This module enables local scoring with TransmogrifAI models without the need for Spark Session during scoring. Instead it implementes local inference by applying TransmogrifAI's transformers and MLeap runtime on JVM. It delivers unprecedented portability and performance of TransmogrifAI models allowing the serving of scores from any JVM process.
Add the transmogrifai-local
dependency into your project.
For Gradle in build.gradle
add:
dependencies {
compile 'com.salesforce.transmogrifai:transmogrifai-local_2.11:0.7.0'
}
For SBT in build.sbt
add:
libraryDependencies += "com.salesforce.transmogrifai" %% "transmogrifai-local" % "0.7.0"
Then in your code you may load and score models as follows:
import com.salesforce.op.local._
// Spark Session needed for model loading & score function creation
implicit val spark = SparkSession.builder().getOrCreate()
// Load the trained model
val model = OpWorkflowModel.load("/path/to/model")
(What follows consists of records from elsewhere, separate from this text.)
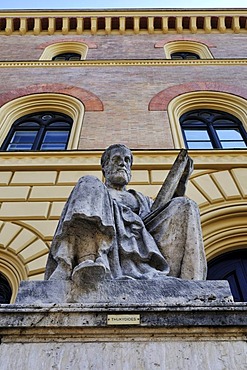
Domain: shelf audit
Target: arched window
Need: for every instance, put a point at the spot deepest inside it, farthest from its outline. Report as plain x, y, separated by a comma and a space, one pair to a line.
231, 266
39, 131
5, 290
68, 49
184, 55
185, 49
212, 129
67, 56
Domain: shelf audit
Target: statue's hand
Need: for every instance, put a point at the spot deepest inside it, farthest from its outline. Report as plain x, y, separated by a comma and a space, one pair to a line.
181, 188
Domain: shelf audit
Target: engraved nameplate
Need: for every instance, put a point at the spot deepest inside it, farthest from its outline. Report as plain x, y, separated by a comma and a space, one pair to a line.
123, 319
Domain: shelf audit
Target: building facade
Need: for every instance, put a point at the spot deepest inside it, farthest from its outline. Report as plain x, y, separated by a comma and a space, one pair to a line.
75, 82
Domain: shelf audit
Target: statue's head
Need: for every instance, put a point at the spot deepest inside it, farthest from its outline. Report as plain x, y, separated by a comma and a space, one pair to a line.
116, 162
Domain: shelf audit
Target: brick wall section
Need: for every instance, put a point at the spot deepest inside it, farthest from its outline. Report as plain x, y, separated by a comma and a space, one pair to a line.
90, 101
122, 46
126, 93
162, 99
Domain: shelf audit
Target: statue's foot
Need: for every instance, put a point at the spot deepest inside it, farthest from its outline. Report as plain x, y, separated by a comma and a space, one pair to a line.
89, 271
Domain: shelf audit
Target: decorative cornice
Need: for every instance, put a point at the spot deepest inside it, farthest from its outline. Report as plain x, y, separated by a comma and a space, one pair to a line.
143, 159
105, 22
123, 63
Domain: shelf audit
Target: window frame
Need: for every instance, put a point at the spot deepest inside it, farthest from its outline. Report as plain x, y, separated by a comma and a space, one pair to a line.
33, 103
42, 128
198, 48
64, 47
203, 99
211, 127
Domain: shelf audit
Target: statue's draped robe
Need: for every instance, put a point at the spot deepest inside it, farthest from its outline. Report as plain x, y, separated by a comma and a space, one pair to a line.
129, 243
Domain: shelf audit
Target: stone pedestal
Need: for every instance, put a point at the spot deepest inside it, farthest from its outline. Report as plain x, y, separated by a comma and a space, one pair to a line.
175, 337
168, 324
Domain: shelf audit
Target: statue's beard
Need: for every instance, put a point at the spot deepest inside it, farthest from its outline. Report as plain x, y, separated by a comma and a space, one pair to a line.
119, 177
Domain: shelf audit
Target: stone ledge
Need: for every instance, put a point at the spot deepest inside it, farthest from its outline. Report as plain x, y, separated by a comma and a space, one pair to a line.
159, 292
71, 316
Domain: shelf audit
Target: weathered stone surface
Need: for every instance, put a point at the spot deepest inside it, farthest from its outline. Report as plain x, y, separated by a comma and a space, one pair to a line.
125, 293
70, 336
106, 230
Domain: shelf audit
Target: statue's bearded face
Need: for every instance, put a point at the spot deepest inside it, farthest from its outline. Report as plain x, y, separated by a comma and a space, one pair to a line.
118, 168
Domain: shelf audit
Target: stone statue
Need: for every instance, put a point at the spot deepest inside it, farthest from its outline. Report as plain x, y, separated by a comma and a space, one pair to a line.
107, 231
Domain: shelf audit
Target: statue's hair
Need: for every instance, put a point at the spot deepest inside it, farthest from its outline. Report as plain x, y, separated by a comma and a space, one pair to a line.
107, 153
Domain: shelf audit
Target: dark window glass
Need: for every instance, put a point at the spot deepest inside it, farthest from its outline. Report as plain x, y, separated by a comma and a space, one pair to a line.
67, 56
39, 131
231, 266
211, 129
184, 55
5, 290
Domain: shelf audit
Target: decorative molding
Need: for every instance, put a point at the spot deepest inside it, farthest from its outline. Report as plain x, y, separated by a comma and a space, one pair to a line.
139, 21
143, 159
123, 63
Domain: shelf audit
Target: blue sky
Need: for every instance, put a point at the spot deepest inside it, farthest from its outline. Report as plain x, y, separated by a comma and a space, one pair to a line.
114, 4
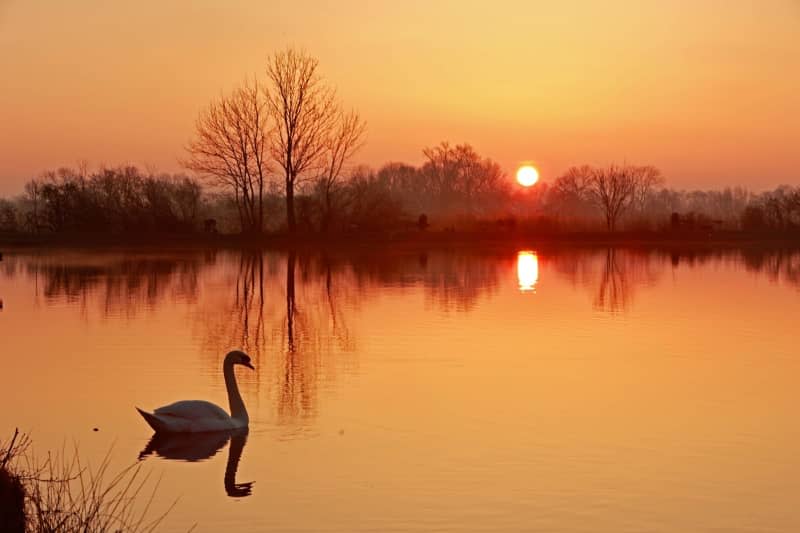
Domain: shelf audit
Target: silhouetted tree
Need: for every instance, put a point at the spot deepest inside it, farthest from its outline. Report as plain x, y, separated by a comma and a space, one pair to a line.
344, 139
230, 147
305, 113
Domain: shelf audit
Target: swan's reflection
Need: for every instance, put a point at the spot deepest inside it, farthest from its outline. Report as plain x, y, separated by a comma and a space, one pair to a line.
199, 446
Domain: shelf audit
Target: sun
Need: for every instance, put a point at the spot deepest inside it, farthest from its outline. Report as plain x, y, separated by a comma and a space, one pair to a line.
527, 175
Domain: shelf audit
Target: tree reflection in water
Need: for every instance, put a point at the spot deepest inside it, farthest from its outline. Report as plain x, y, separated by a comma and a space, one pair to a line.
294, 311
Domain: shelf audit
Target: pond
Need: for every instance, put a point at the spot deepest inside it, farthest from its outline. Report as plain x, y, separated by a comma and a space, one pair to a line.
551, 389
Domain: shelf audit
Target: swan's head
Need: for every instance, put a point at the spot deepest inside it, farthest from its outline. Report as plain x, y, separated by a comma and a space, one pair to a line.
237, 357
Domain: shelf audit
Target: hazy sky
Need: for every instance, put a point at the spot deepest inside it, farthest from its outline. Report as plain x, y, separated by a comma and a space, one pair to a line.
709, 91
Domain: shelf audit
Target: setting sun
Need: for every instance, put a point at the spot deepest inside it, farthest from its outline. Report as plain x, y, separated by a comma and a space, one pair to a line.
527, 175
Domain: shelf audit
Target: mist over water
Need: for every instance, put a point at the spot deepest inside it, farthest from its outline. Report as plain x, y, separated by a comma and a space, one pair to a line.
476, 389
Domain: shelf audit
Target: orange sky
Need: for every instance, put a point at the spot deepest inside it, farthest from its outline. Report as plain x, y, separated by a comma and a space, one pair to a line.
709, 91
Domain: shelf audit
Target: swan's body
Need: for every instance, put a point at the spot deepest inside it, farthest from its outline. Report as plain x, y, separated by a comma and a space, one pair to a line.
194, 416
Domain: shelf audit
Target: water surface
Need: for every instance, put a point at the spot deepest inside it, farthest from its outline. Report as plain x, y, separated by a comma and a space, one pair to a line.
561, 390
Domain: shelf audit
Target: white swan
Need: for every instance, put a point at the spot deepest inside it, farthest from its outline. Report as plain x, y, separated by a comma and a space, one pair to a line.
194, 416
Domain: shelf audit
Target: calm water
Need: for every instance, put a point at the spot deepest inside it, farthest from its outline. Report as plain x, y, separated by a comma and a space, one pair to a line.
505, 390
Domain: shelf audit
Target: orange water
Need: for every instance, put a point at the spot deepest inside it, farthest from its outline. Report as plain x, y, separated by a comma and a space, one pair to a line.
558, 390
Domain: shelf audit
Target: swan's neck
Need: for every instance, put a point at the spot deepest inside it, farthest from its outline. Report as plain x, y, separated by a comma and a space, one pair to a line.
234, 398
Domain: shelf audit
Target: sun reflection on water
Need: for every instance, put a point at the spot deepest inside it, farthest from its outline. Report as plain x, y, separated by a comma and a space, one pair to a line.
527, 270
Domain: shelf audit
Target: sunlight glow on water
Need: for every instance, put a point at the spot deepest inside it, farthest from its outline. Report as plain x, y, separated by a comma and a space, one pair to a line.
527, 271
419, 391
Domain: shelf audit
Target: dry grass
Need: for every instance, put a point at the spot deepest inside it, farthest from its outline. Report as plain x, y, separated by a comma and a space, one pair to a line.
62, 494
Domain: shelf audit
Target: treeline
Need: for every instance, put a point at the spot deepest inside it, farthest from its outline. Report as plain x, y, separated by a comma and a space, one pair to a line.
454, 189
109, 200
273, 156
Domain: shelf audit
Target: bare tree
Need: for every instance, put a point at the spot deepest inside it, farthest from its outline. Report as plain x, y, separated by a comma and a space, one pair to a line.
230, 147
612, 189
343, 141
305, 111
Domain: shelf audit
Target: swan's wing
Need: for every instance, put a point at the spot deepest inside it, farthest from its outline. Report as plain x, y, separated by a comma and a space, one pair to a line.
189, 416
193, 410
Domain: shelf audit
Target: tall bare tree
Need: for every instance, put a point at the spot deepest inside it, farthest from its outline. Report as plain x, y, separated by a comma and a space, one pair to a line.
304, 110
612, 188
230, 147
345, 138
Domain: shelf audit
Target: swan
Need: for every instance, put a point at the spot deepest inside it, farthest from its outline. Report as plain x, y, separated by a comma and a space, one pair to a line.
195, 416
194, 447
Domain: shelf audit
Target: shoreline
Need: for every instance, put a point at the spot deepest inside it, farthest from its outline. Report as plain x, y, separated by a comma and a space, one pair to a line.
409, 240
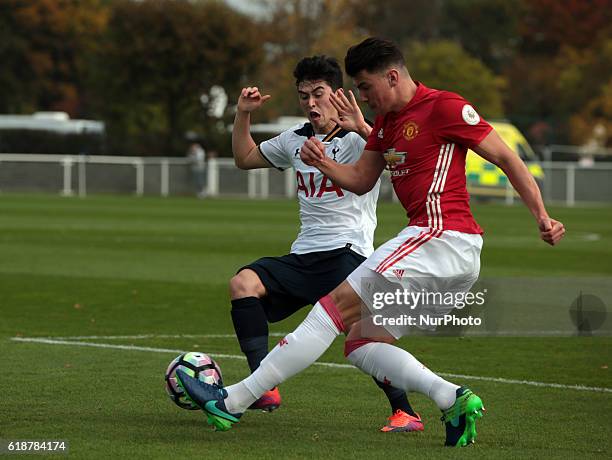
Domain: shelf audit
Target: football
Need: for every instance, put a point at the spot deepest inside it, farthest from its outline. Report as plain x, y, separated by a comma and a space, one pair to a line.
197, 365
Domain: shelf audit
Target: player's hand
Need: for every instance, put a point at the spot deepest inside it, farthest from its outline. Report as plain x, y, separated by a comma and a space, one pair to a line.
551, 230
313, 152
251, 99
349, 113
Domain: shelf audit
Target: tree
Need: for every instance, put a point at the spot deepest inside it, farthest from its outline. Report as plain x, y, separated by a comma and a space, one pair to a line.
445, 65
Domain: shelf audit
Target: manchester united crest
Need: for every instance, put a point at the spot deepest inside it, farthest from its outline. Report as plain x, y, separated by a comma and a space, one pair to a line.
411, 129
393, 157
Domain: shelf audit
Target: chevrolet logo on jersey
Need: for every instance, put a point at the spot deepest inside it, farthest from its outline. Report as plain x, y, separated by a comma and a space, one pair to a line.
394, 158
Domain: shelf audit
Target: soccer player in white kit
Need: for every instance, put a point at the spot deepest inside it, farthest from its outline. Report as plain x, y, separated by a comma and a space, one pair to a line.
337, 226
421, 135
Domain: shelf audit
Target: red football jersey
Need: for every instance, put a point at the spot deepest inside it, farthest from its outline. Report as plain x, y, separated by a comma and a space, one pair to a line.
425, 145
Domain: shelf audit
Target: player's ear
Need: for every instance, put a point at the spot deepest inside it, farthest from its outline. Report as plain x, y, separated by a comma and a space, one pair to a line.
392, 77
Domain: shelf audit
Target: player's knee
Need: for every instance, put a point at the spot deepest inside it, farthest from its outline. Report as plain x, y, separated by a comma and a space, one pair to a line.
245, 283
352, 344
348, 304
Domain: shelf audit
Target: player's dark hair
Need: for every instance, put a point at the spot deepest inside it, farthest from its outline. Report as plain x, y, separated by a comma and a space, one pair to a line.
319, 68
372, 55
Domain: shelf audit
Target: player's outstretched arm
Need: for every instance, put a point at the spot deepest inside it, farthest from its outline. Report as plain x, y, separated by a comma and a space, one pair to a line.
246, 153
349, 113
493, 149
359, 177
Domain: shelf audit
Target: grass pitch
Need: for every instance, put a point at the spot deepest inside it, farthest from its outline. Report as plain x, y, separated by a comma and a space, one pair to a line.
148, 273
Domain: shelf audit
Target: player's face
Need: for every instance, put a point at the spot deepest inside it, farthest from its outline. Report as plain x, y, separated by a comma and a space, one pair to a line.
374, 89
315, 103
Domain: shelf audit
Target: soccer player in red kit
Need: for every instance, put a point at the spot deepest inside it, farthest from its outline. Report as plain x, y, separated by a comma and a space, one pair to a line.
421, 135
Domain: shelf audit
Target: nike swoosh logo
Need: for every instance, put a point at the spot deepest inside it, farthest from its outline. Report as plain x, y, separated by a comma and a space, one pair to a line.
212, 408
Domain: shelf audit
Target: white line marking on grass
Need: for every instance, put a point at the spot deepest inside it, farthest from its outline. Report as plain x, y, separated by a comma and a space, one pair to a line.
155, 336
561, 386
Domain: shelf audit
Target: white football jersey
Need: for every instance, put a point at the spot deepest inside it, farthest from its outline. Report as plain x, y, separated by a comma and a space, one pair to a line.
330, 216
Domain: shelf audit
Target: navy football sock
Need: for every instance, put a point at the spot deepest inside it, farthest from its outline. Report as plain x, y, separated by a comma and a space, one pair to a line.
251, 326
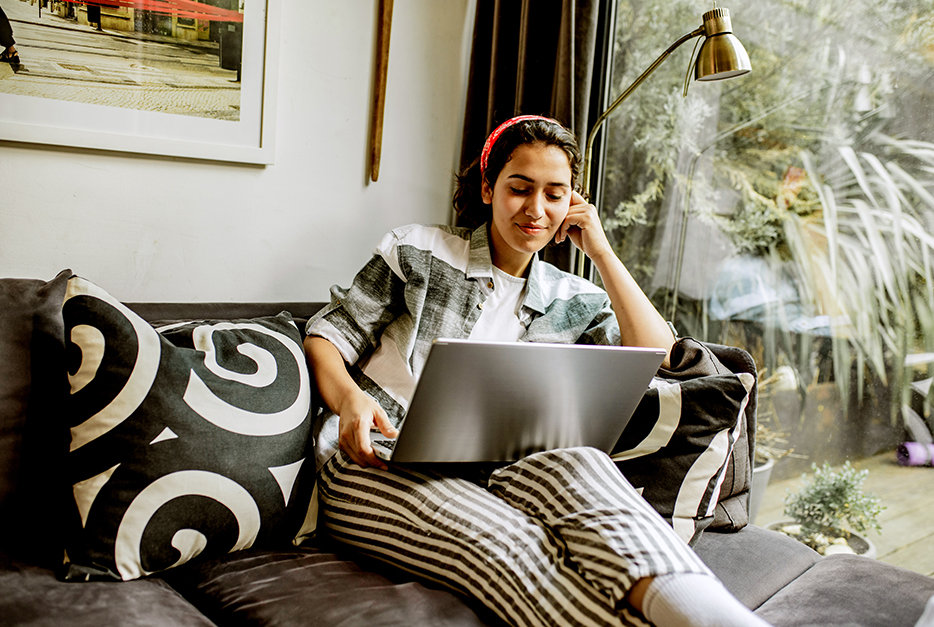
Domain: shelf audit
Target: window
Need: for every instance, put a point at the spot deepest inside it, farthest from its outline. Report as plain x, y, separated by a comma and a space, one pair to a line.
788, 211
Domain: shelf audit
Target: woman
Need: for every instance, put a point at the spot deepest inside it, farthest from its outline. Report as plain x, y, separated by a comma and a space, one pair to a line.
9, 54
559, 537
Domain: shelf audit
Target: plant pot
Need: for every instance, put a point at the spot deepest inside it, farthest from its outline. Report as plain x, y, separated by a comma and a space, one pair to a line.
859, 545
760, 481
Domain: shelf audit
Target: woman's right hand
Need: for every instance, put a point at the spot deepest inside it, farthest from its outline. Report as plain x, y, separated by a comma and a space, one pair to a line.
359, 413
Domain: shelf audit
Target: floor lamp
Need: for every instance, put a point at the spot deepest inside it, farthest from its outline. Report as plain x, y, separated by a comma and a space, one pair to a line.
721, 56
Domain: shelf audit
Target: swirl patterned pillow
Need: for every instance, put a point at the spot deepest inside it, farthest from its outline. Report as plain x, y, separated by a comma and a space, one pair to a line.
185, 442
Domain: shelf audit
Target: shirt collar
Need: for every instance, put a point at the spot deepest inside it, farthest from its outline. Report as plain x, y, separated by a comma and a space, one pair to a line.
480, 266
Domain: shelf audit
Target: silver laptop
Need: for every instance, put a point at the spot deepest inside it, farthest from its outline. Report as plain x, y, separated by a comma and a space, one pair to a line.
500, 401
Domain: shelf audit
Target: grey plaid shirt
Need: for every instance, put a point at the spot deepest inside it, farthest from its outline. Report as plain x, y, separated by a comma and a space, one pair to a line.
430, 282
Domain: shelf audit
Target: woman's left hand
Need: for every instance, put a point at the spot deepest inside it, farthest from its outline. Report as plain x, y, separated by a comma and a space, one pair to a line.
582, 225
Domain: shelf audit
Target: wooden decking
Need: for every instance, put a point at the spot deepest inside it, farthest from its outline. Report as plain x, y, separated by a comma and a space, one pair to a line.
907, 537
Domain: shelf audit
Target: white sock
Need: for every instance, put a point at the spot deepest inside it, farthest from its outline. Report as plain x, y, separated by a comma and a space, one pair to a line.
678, 600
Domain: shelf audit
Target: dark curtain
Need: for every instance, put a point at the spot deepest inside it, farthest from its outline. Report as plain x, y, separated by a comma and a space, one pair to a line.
531, 57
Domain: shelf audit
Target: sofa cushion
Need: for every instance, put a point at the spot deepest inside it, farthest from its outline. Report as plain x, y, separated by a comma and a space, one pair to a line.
754, 563
310, 586
678, 443
850, 591
30, 595
186, 442
32, 387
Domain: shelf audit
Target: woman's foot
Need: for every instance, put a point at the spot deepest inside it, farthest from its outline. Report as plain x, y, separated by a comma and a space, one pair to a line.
9, 56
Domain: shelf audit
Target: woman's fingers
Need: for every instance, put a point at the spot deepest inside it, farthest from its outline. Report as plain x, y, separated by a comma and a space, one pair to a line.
355, 426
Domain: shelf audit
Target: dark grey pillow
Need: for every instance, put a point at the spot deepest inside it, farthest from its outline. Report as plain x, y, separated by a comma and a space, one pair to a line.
677, 446
189, 442
32, 388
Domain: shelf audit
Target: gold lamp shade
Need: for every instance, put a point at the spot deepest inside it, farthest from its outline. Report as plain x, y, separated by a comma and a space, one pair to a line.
721, 55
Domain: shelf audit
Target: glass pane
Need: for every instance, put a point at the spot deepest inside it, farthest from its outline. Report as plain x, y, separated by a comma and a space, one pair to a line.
789, 211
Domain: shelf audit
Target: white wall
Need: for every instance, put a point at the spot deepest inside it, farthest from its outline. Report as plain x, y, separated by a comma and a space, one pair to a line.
155, 229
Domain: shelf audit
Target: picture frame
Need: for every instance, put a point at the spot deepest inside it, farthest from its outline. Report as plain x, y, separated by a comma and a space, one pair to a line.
250, 139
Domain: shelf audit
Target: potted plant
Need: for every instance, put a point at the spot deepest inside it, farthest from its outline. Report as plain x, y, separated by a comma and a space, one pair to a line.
829, 511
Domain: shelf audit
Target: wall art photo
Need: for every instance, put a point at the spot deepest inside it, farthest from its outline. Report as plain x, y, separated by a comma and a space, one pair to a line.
188, 78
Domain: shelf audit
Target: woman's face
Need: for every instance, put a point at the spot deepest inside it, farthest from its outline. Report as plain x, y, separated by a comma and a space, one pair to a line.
530, 200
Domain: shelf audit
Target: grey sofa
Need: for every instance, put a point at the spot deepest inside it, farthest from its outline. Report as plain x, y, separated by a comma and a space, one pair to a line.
321, 583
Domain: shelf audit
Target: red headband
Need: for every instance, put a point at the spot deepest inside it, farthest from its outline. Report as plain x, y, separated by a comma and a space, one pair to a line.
485, 155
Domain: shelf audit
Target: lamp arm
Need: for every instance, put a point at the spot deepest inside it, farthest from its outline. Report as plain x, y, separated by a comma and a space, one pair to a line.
588, 153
// Create score function once and use it indefinitely
val scoreFn = model.scoreFunction
// Spark Session can be stopped now since it's not required during local scoring
spark.stop()
// Compute scores with score function
val rawData = Seq(Map("name" -> "Peter", "age" -> 18), Map("name" -> "John", "age" -> 23))
val scores = rawData.map(scoreFn)
Or using the local runner:
val scoreFn = new OpWorkflowRunnerLocal(workflow).scoreFunction(opParams)
Note: Spark Session is only required for loading the model & preparing the scoring function. Once scoring function is returned the Spark Session can be shutdown since it's not required during local scoring.
Below is an example of measured scoring performance on a sample with 10 fields and 12 transformations applied. Executed on MacBook Pro i7 3.5Ghz in a single thread.
Scored 6,000,000 records in 202s
Average time per record: 0.0336ms